W tygodniu zmusiłam się złapałam 5 kotek na sterylkę 3 były ciężarne ..Nie widze dziś sensu w tym co robię..
Bo jaki to wszystko ma sens jak odchodzi ci twój ukochany kot.
.Zabrałam go 7 lat temu bo nikt go nie chciał , kot robił pod siebie i ciągnął tylne łapki ..Zabrałam postawiłam na nogi , i był już zawsze zdrowy..Putin aż lśnił był zawsze obok mnie jak piesek , spał obok mnie itd..Był cudowny ..
Aż do zeszłej niedzieli , rano zaczął szybciej oddychać ..A że cienko ja śpię obserwowałam go od 5 rano , o 7.30 jechałam do weta .
.Wet uspokajał że będzie dobrze mam się nie martwić , że w środę o wszystkim zapomne ..

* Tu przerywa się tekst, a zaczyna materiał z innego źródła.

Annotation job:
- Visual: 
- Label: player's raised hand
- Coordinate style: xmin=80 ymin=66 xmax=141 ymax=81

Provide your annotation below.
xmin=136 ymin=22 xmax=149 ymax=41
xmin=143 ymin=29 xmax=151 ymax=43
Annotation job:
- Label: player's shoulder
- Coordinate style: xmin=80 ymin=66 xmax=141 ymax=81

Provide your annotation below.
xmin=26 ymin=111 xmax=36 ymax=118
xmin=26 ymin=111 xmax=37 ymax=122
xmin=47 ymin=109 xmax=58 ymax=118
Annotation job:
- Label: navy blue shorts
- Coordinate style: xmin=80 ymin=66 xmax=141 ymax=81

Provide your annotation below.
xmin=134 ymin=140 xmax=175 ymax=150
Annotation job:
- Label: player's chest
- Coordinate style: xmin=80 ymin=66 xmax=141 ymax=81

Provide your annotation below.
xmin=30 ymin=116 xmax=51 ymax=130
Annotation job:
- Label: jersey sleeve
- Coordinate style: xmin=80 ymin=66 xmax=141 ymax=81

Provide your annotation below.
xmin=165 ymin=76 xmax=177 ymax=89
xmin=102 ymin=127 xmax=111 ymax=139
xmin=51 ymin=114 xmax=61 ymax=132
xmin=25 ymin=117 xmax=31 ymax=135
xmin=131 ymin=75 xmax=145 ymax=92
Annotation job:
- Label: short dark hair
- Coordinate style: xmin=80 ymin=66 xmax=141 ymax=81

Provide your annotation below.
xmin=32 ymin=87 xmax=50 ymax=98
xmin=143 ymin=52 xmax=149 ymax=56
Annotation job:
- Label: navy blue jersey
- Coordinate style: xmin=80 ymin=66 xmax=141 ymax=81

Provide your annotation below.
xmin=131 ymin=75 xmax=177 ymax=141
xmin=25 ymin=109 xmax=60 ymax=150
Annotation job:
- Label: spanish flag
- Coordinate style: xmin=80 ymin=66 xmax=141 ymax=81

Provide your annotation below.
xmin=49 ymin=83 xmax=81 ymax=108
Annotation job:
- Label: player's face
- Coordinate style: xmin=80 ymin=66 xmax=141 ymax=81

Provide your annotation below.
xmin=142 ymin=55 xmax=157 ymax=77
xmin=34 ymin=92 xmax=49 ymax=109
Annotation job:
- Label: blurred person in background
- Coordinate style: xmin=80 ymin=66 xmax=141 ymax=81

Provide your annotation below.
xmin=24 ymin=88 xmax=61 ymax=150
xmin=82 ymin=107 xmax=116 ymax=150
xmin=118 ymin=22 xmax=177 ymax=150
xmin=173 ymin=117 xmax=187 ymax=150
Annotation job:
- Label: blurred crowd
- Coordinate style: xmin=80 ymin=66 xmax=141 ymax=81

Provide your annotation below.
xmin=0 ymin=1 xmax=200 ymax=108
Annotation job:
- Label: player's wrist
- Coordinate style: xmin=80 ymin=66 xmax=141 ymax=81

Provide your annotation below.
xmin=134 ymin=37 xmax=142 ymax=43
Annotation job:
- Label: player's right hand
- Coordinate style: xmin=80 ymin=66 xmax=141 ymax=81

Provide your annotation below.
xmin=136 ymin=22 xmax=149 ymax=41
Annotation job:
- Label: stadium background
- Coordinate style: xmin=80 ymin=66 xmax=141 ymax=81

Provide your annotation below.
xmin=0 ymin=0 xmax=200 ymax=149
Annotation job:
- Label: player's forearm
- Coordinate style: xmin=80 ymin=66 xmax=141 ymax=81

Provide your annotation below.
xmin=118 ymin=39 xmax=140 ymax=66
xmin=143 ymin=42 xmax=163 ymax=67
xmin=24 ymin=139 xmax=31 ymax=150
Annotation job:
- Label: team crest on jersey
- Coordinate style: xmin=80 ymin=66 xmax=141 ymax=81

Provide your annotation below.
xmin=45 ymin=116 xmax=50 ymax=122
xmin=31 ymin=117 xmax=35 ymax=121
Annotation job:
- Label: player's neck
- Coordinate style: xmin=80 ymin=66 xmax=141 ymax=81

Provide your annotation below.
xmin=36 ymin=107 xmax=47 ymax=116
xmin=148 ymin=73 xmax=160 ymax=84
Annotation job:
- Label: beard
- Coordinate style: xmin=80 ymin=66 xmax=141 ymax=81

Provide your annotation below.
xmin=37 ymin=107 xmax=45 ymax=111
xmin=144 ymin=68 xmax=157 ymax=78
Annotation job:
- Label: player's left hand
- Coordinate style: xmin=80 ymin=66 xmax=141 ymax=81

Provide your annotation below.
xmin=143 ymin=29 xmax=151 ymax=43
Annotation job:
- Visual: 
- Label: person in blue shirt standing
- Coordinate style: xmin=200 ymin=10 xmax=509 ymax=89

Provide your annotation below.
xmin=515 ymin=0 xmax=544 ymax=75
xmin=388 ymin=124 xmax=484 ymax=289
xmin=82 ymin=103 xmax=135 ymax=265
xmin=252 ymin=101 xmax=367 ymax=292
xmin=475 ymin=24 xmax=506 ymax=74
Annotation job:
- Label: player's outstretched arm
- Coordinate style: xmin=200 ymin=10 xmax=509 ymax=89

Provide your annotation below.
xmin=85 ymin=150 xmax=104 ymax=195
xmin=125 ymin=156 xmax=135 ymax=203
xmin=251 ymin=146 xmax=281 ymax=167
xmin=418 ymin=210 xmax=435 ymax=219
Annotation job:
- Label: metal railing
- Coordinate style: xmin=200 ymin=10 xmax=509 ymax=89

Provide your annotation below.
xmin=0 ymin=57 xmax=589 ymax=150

.Bo się pytałam czy nie będzie gorzej.
Putin dostał zastrzyk wet powiedział gdyby była słaba poprawa zrobimy w środę badanie serca , no ok..Przyjechałam do domu zabrałam po drodzę kotkę ciężarną która spała na ulicy bo nikt nie może ..I obserwowałam Putina , pare godzin było bez zmian myśle od razu leki nie działają ..
W nocy był dramat , o 6 rano załatwiłam auto ,,wet miał od 8 mówie do Putka jeszcze troche wytrzymaj..
Nie dał rady odszedł mi w połowie drogi do weta przed 8 rano..W poniedziałek ....
I serducho mi pękło , wciąż nie moge uwierzyć że go nie ma ..Tak bardzo mi go żal i tak mi go brakuje ...kurka wodna dramat..
Putin miał zator ..
I żegnaj skarbie ..
I wciąż w to nie wierze ......

......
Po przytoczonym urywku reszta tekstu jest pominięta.